From an operational perspective you can go a bit further:
- Are processes performing effectively?
- What criteria should be met?
- Are the criteria being met?
- Are you training your resources to cross-function?
Does your quality management system aim to bind the work and material resources of your organization in the most effective way to achieve the objectives of the organization?
Project human resource management.
The project manager must be a good leader and be able to motivate and influence the team to be successful. In addition this knowledge area focuses on the team management tools as well as the interpersonal skills. On a project you will develop you resource plan, acquire the team and then develop and manage them.
Again, operational management works quite the same. If there is a job opening, you will develop the job description for the type of resource you need. You then need to acquire the skill in the market. Once you have appointed a suitable candidate you need to ensure their skills are developed and they need to be managed by the team lead/manager.

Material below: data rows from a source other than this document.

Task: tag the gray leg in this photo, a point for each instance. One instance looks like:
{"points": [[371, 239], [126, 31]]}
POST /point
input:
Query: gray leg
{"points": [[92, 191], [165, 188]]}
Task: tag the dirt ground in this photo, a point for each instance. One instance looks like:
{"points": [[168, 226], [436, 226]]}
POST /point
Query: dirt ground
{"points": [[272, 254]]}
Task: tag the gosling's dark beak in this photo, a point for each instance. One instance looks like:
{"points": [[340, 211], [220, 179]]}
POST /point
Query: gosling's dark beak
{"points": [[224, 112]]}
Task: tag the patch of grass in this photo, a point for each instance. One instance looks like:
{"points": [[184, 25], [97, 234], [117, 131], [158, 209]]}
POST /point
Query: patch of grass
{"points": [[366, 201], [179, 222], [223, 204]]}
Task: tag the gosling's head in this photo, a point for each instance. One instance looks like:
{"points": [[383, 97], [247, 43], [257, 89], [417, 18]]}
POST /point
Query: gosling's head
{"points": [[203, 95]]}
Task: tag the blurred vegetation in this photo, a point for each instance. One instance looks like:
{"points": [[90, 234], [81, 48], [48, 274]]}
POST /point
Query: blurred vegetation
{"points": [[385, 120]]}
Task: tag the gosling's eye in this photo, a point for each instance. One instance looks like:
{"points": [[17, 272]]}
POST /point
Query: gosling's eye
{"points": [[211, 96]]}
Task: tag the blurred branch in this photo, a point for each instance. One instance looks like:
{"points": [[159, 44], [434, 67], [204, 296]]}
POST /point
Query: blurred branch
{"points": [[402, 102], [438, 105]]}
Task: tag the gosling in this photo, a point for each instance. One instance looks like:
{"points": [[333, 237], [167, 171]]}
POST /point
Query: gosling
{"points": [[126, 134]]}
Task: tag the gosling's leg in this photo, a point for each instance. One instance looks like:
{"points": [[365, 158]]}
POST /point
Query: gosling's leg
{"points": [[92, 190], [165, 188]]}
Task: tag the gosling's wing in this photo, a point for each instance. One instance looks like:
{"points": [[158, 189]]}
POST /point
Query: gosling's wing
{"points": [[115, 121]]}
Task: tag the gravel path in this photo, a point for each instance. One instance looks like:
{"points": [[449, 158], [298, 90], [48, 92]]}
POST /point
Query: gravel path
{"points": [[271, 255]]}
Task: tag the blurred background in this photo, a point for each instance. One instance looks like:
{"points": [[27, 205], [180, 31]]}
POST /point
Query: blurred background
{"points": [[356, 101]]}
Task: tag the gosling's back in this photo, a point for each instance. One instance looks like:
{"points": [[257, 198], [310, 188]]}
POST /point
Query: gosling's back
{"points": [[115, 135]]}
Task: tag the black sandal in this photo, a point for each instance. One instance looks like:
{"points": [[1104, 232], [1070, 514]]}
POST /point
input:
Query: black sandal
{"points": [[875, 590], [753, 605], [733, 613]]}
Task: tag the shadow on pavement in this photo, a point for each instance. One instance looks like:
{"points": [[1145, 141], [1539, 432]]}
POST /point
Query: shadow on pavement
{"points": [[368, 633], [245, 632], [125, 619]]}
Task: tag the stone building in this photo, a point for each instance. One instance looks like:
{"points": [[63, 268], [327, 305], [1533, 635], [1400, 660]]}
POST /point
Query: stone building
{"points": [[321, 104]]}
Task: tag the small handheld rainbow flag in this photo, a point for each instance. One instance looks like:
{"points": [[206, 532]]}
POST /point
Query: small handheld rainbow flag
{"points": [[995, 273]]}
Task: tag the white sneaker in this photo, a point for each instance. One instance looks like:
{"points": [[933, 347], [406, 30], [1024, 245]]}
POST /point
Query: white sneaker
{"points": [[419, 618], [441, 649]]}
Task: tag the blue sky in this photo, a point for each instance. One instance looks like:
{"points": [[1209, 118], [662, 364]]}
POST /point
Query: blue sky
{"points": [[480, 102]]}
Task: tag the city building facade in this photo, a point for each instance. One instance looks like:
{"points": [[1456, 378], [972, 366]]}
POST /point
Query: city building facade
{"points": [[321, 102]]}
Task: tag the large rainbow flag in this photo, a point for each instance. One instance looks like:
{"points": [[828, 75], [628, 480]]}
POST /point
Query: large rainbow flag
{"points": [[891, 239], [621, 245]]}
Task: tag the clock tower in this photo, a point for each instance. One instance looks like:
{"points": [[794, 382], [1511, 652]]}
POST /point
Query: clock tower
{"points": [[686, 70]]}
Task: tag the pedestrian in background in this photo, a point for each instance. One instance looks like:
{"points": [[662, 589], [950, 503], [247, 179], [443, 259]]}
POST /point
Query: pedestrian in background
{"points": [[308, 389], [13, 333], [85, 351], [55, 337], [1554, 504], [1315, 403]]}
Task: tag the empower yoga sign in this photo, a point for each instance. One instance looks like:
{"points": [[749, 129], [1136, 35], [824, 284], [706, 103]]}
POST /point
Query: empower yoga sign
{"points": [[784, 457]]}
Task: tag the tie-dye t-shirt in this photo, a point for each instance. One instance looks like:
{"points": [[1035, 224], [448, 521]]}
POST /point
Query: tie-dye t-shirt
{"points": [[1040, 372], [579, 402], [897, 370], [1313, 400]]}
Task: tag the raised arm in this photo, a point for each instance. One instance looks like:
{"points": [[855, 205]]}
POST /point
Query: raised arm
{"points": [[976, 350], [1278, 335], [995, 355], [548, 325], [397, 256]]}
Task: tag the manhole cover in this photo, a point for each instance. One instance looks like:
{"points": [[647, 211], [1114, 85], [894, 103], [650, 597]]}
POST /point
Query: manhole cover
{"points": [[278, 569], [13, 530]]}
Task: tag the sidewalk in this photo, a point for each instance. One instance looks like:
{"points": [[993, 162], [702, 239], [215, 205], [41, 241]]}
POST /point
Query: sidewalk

If you’re using a project management system that can show you the workload/demand on resources as well as the actuals worked it will put the power back in management’s hands.
Project communications management.
This knowledge area focuses on keeping the stakeholders appropriately informed throughout the life cycle of a project. It includes the processes that ensure timely and appropriate generation, gathering, circulation, storage, recovery, and the ultimate disposition of project information.
Again, the similarities are striking.
During your normal operations you need to also give feedback to staff, executive management, the board of directors and most importantly clients. You need to ensure that you have the right management information at hand to provide all types of feedback and not base it on thumb sucked stats. Daily stand up team meetings are great for ensuring communication flows and are a good platform for discussing and resolving hampering factors. This can be built up to include management to align regularly (even just for 15 min per day).
Project risk management.
Project risk management is the identification, assessment, and ranking of risks followed by the methods resources are applied to decrease, monitor, and control the probability and/or impact of events that might occur.
The term Operational Risk Management is defined as a continual cyclic process which includes risk assessment, risk decision making, and implementation of risk controls, which results in acceptance, mitigation, or avoidance of risk.
There is no real difference between project and operational risk management in my mind. So why not use the same system you use for project risk identification and run it for your business?
Project procurement management.
This PMBOK knowledge area is used to obtain goods, services or scope from outside the organization. It might or might not be handled on the basis of formal procurement activities.
If you are operating a manufacturing plant you surely need to first plan what needs to be procured, conduct and administer and lastly close the procurement loop. This might sound like a repetitive process that doesn’t need to be tracked, but how else do you ensure that everything is happening? How can you improve on your procurement if you do not know how long it takes from beginning to end?
Bringing it all together
If you consider all of the information mentioned, is there any reason why your life of mine cannot be scheduled as a project? Why can all work happening on your manufacturing plant not be scheduled as small iterative projects rolling up to achieve the strategic goals set out for the company?
The search continues for technologies and processes that raise productivity while at the same time ensuring costs and risks are managed…… I am saying – why not use your project management tools and techniques to do just that?